Metatarsal Stress Fractures (long bones of the foot)
What is a Metatarsal Fracture?
Metatarsal fracture is a break in one of the long bones of your foot that connect the ankle to the toe. It is a common foot injury among those with an active lifestyle, and it requires careful assessment and management depending on the type and position of the fracture. Call our clinic in Gold Coast or Brisbane if you are experiencing metatarsal pain and symptoms like difficulty walking, swelling, bruising, or tenderness in your foot.
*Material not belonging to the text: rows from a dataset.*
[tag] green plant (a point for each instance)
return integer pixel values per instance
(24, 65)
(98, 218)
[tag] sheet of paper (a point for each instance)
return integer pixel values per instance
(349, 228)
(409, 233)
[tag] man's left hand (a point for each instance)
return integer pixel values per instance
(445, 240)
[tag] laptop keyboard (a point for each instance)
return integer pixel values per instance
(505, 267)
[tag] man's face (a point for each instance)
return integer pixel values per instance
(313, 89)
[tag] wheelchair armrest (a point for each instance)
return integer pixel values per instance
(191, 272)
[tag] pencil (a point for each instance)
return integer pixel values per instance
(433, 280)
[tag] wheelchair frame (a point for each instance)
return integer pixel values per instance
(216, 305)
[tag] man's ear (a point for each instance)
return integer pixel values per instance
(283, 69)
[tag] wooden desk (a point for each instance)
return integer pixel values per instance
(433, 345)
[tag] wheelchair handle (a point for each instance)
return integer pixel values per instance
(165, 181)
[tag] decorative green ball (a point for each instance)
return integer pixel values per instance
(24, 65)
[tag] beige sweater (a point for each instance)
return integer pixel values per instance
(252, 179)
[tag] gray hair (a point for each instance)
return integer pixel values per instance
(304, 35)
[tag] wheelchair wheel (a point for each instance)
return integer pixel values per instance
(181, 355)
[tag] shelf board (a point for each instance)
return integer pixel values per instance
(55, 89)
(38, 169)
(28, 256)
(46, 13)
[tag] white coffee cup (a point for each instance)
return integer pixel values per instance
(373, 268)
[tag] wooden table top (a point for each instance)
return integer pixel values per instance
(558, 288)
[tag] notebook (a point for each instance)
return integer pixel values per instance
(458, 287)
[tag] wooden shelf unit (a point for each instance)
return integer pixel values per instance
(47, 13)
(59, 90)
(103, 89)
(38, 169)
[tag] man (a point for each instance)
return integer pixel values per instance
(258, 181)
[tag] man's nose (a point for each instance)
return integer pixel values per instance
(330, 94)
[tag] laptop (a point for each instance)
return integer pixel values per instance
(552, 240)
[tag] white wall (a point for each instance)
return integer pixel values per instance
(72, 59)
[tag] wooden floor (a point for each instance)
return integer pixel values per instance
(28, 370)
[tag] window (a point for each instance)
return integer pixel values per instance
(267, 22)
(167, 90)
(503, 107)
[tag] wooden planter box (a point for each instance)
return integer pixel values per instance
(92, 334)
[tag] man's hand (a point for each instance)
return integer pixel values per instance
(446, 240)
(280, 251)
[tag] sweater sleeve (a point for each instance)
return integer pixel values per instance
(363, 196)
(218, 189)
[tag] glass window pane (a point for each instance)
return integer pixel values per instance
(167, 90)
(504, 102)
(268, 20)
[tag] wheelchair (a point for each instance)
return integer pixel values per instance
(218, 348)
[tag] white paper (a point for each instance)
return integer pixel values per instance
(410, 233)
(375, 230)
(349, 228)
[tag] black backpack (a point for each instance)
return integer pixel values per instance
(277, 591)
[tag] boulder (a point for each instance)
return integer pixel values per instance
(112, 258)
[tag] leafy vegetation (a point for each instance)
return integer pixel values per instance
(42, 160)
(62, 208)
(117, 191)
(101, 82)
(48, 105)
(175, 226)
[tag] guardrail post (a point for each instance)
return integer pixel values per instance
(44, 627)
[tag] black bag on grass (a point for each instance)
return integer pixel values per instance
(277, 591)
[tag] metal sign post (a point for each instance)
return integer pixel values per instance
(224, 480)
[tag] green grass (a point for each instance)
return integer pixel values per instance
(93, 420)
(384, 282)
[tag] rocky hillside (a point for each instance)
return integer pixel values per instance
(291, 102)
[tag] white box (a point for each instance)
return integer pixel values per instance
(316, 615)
Types of Metatarsal Fractures
There are 5 metatarsals numbered 1 through 5 with each corresponding to a toe. The 1st metatarsal corresponds to the big toe and the 5th metatarsal corresponds to the little toe and is most commonly broken. Many metatarsal fractures occur at the base of the fifth metatarsal in line with the little toe. This bone more often fractures at the proximal end closer to the ankle than the distal end closer to the toe or shaft.
5th Metatarsal Fracture
5th metatarsal fractures can often be managed with non-surgical treatment such as protected weight-bearing, that is avoiding pressure through the front of the foot. They can take longer to heal if repetitive pressure is applied (through walking or “weight bearing”). Sometimes these fractures extend into the joint where the fifth metatarsal joins onto the adjacent bones (either the 4th metatarsal or cuboid bone). Fractures into the joint (intra-articular fractures) that are displaced often require surgery. However most occur through the base of the metatarsal not through the joint. Sometimes a CT scan is performed to check if the fracture extends into the joint.
2nd, 3rd and 4th Metatarsal Stress Fractures
Proximal 4th, 3rd and 2nd metatarsal fractures often need to be checked for underlying ligament injuries with an MRI scan or CT scan. A Lisfranc injury can sometimes go unnoticed and may require surgery with problems down the track if it doesn’t heal appropriately.
Distal fractures of the 2nd and 3rd metatarsals occur from repetitive walking, running or from bone issues, and cause pain in the front of the foot. They seldom show up on an x-ray, and usually require an MRI or bone scan to be diagnosed. These fractures require non-surgical treatment with protected weight bearing. Acute metatarsal stress fractures take much longer to heal and can require months of monitoring and strict avoidance of pressure through the front of the foot.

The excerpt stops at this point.